Building a large-scale information system is like building a nuclear power station. There are a million ways to screw it up and only a few recognized right ways. If you ignore the best practices, it will eventually destroy your company and harm your users. Twitter have nuked themselves here. How can they come back from this? It sure looks like an insider risk mitigation system would have been money well spent.
I had a fairly high level of Gmail and Gaia administrator access for a while when I worked there, including the post Snowden era. Resetting the password on an account would indeed trigger an audit event, and I'd be asked what was going on. I could provide any plausible sounding reason and that was sufficient, it wasn't really investigated. And that was the right level of oversight because as far as I know nobody with that kind of access ever abused it by making up a plausible sounding reason.
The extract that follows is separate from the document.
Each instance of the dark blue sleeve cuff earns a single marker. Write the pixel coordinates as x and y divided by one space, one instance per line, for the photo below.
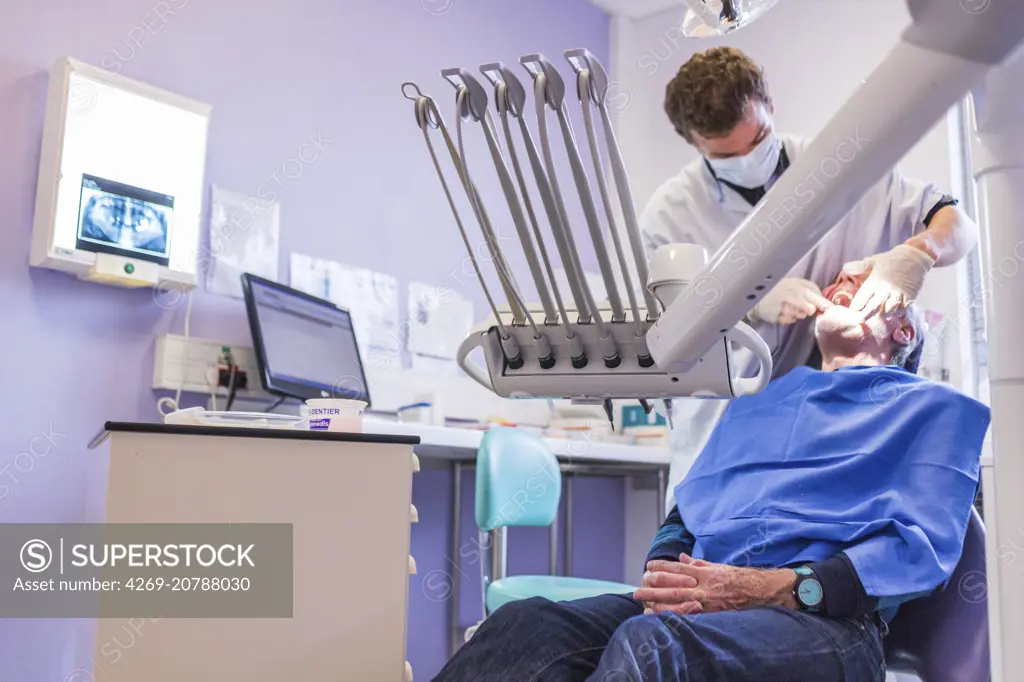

Stopping bad insiders is really hard. Attempting to do it makes most organisations totally dysfunctional. There is one very famous kind of company that combats bad insiders regularly and with huge quantities of systems - a bank. Investment banks in particular. Whenever you read about 'rogue traders' they inevitably had to do a lot of stuff to disable all the various security systems trying to catch rogue traders.
Institutionally distrusting your own employees can lead to seriously messed up IT systems. It's one of the reasons that bank employees are notoriously unable to access so many ordinary external websites, or services like Slack. It's how you can get "administrators" that can't read the logs of the service they supposedly administer. Encrypted messaging services in particular are poison to an org that's trying to stop employees exfiltrating valuable data. Google can just about do a good job of it because it has an essentially unlimited budget, which it spends on rolling its own tools for absolutely everything and integrating it all into one uber-architecture. From an economics perspective this makes no sense - comparative advantage etc - and thus basically no other company can do it that way. They have to buy or deploy open source tools that use a wide array of threat models and security systems but 95% of them will assume a trusted admin. Then try and hack things on top to restrict what rogue admins can do. It's deeply unpleasant.
I'm quite concerned about what that means and what this means, and I'm watching this intently. Probably for nothing; I know this is in the realm of risk we're unprepared for, and can't prepare for. Darned if I don't worry anyway.
Yes, that might be a bad trade in the long run, but history has shown us times and times again that people are bad at evaluating those risks.